One of the findings of a survey conducted by KPMG show that cash compensation forms a higher proportion of Non-Executive Director (NED) pay.
A breakdown of the compensation indicated that 61 percent accounts for cash compensation of chairman of the board and 39 percent remain as the benefit. For the NED, 86 percent constitutes cash compensation while 14 percent is the benefit.
KPMG last week unveiled the 2017 survey of Board Remuneration in the top 25 capitalised companies on the Nigerian Stock Exchange (NSE).
The survey among others enables management meet corporate governance requirements on NED pay contribute to the development of reward practices in Nigeria, and also provides the basis for companies to undertake a periodic peer review of compensation and remuneration levels based on the provisions of the Securities and Exchange Commission (SEC) Code of Corporate governance. This according to Adewale Ajayi partner, tax regulatory and people services KPMG in Nigeria, will enable the Boards of directors to ensure the remuneration of their Directors remain competitive.
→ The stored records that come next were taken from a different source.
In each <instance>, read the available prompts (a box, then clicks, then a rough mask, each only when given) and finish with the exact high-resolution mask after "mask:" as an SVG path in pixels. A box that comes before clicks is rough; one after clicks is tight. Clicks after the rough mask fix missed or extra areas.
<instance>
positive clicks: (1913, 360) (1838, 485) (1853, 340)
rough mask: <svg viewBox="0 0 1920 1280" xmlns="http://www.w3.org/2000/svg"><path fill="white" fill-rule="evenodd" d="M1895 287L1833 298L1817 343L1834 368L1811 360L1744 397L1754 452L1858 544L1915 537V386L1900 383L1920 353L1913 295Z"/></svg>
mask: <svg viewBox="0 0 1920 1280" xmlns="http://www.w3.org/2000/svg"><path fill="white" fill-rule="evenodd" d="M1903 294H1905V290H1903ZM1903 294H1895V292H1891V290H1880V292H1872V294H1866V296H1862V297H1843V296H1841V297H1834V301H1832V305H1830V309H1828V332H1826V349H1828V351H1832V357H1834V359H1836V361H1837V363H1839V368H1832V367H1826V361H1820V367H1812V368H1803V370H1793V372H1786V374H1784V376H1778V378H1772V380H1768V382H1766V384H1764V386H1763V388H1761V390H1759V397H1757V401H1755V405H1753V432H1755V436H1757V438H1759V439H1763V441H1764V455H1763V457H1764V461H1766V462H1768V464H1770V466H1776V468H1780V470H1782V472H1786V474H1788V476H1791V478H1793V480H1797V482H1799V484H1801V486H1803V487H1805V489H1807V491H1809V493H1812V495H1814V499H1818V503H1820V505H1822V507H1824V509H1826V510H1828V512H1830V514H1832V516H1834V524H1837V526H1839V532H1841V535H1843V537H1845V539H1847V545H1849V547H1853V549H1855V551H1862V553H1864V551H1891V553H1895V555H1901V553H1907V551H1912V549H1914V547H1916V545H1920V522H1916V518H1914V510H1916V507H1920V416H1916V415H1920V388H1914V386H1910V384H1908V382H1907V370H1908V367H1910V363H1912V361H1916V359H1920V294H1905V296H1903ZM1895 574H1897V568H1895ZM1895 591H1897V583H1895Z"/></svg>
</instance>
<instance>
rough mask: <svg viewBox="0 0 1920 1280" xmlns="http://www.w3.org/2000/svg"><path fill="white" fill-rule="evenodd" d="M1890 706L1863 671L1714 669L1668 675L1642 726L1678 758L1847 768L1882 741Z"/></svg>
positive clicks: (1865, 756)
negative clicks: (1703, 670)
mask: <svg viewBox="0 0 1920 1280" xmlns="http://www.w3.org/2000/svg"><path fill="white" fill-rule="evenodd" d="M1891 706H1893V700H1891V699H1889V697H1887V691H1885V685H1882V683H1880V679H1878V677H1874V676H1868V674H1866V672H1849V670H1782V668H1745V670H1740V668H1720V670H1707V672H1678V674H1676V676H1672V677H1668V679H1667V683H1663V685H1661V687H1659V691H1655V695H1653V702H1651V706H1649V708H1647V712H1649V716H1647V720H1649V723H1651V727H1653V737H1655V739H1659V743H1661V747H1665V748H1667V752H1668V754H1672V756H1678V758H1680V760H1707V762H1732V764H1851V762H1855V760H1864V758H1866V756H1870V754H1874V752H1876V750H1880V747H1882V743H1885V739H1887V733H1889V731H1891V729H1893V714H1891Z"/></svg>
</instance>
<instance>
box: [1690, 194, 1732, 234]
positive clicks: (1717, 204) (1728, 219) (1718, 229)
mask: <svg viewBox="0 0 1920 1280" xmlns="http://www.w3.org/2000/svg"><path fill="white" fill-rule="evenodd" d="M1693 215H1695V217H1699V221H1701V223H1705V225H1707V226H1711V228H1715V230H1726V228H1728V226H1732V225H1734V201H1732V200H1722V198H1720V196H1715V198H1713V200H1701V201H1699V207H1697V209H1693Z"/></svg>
Ajayi said the board plays a critical role in steering a company to great heights of performance and growth. To enhance the quality of board directors, improve board effectiveness and accountability, he said it is important that boards remuneration is kept at levels that enables companies to attract, motivate and retain directors with the requisite knowledge, experience and network.
Speaking during the launch, Nneka Jethro-Iruobe, manager, tax regulatory and people service KPMG Nigeria, said directors’ fees for the Chairman of the Board typically differ from those paid to other NEDs. The median Directors’ Fees for the Chairman in the top 25 companies is almost twice that for the Other NEDs. The median fees are N4.2 million and N2.1 million for the Chairman and other NEDs, respectively.
She said over 50 percent of companies provide per diem to cover for living expenses and out-of-pocket expenses during official trips. This amount may be sufficient for accommodation, feeding and/or transportation in situations where the Company does not directly provide any of these.
Status Car and Related Benefits (including Fuelling, Maintenance and Driver) are provided by over 50 percent of the companies to the Chairman of the Board only.
Boluwaji Apanpa, Senior Manager, Tax Regulatory and people service KPMG Nigeria, said the over-riding principle for setting remuneration should be to avoid paying more than is necessary. “Typically, the key remuneration include: company size and performance, responsibility and efforts required, competitiveness, financial size and Efficiency analysis.”
Damilola Akinduro, Manager, Tax, Regulatory and people service KPMG Nigeria, added that the objective of the analysis is to provide an indication of the relative size, level of productivity and efficiency across the participating companies which I’m turn gives an indication of their relative abilities to pay and sustain remuneration.